- Born: Ian Gordon Arthur Collier 25 January 1943
- Died: 1 October 2008 (aged 65) London, England
- Occupation: Actor

= Ian Collier =

British actor (1943–2008)

Ian Gordon Arthur Collier (25 January 1943 – 1 October 2008) was a British actor.

Collier appeared on stage in Tony Richardson's production of Hamlet in 1969 at London's Roundhouse, and at the Lunt-Fontanne theater in New York City. Other repertory work includes appearances in Barrow-in-Furness and Liverpool, as well as the Royal Shakespeare Company. He also appeared in various television programmes including Rentaghost, Hi-de-Hi! and Howards' Way as well as in the Doctor Who serial The Time Monster.

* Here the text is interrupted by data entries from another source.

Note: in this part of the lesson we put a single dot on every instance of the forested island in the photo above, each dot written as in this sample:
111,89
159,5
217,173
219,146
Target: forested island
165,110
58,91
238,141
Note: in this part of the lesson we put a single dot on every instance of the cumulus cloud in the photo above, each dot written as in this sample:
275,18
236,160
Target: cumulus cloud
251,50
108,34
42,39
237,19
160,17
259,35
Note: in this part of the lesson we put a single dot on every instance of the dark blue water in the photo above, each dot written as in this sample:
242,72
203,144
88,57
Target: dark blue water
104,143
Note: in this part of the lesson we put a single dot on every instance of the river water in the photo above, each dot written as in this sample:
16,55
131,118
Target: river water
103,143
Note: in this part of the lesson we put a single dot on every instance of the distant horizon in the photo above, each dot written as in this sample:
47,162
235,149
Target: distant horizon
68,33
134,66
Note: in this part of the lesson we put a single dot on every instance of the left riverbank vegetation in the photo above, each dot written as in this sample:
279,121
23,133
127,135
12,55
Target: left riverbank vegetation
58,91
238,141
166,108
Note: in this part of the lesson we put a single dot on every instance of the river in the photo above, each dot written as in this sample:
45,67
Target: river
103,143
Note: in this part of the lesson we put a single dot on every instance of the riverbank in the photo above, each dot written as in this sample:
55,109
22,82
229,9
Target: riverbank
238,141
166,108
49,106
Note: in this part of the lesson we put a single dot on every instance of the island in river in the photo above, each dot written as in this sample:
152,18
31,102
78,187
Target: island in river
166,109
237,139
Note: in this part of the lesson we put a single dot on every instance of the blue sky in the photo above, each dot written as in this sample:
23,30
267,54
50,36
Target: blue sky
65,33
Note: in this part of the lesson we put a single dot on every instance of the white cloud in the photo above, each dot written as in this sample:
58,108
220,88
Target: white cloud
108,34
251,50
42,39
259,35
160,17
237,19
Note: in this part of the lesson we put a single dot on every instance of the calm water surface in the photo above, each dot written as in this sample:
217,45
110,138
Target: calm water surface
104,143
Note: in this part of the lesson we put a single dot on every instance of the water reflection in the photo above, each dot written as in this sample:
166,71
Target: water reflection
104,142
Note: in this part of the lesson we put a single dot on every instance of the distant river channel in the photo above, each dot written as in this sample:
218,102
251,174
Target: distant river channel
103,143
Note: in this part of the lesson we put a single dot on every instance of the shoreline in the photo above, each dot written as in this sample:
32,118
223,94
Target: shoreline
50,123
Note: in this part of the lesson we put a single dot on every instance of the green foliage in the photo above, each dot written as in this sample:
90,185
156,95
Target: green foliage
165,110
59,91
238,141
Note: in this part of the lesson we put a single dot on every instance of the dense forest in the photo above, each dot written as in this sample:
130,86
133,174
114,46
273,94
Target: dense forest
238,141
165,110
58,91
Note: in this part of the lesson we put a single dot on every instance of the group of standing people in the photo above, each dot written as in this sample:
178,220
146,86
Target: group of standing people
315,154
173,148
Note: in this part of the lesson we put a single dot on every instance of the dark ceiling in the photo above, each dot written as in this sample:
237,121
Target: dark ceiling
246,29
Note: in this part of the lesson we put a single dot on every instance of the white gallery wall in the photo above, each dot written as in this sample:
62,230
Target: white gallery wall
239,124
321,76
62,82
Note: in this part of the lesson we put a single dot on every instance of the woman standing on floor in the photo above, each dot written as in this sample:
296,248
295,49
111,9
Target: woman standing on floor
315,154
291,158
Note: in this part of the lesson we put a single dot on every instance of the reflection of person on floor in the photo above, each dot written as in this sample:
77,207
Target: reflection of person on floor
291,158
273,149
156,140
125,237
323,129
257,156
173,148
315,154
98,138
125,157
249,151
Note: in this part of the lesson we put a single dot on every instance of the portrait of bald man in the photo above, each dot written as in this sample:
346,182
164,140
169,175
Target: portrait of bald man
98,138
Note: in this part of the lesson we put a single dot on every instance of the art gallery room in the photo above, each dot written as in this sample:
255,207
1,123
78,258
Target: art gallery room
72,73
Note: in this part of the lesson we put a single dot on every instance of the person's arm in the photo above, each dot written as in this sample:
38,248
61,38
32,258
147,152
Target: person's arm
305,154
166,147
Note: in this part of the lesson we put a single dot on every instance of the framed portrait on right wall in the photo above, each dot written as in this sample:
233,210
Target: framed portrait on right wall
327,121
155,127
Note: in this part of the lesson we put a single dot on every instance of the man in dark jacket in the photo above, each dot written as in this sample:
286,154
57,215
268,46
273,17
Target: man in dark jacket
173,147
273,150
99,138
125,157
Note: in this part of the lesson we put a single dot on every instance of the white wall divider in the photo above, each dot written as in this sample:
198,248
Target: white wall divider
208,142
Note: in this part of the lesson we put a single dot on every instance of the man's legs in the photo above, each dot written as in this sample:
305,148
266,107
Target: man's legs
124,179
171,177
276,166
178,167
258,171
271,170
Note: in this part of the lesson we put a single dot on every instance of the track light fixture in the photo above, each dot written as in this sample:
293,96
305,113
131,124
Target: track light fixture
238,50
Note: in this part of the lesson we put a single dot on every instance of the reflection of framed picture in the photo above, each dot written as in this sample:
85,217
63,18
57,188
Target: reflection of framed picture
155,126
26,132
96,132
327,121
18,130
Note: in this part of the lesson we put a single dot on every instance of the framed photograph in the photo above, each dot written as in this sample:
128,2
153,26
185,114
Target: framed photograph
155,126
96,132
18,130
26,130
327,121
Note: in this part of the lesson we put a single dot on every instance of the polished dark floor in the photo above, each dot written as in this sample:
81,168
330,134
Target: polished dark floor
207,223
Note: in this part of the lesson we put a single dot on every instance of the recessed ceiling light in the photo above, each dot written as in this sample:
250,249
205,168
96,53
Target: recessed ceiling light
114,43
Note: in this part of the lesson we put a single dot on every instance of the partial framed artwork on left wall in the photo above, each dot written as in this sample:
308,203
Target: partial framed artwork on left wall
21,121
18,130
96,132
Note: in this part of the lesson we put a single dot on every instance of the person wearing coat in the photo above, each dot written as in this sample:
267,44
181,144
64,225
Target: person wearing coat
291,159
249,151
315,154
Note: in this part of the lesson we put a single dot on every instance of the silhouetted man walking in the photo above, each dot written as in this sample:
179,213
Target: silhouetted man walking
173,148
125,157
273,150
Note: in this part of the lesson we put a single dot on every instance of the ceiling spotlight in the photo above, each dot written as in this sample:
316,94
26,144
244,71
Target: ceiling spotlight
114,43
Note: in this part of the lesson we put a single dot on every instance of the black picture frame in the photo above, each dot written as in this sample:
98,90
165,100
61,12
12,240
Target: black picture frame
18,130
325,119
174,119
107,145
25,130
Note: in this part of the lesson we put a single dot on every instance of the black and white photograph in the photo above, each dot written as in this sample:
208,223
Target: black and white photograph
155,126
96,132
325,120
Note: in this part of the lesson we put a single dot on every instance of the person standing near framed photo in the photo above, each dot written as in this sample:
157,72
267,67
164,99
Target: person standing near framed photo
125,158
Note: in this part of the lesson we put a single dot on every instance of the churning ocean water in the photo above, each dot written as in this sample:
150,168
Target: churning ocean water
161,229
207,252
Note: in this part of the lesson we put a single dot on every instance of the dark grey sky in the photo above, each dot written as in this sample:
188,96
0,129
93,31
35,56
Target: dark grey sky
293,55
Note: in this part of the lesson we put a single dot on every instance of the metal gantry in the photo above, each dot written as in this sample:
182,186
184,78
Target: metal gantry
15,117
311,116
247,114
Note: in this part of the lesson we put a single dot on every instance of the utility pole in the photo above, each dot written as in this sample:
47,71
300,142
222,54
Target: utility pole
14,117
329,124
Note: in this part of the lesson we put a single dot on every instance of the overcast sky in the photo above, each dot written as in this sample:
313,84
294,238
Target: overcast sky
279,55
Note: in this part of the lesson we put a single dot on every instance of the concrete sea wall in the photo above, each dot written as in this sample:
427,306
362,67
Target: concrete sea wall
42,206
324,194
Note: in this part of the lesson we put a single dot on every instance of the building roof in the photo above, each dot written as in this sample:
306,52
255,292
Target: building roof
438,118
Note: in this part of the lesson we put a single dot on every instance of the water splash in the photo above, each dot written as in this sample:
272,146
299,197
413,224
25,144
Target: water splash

Collier portrayed the villain Omega in the Fifth Doctor serial Arc of Infinity and later in the Big Finish Productions audio drama Omega. He played Bernice Summerfield's father, Isaac Summerfield, in Death and the Daleks, and he guest starred in the Big Finish Productions Doctor Who audio drama Excelis Decays. Among his other television appearances was a guest part in an episode of Are You Being Served? in 1985.

Collier's film credits included roles in Hamlet (1969), The Next Man (1976), A Nightingale Sang in Berkeley Square (1979) and Heritage Africa (1989).

Collier died on 1 October 2008 of unspecified causes.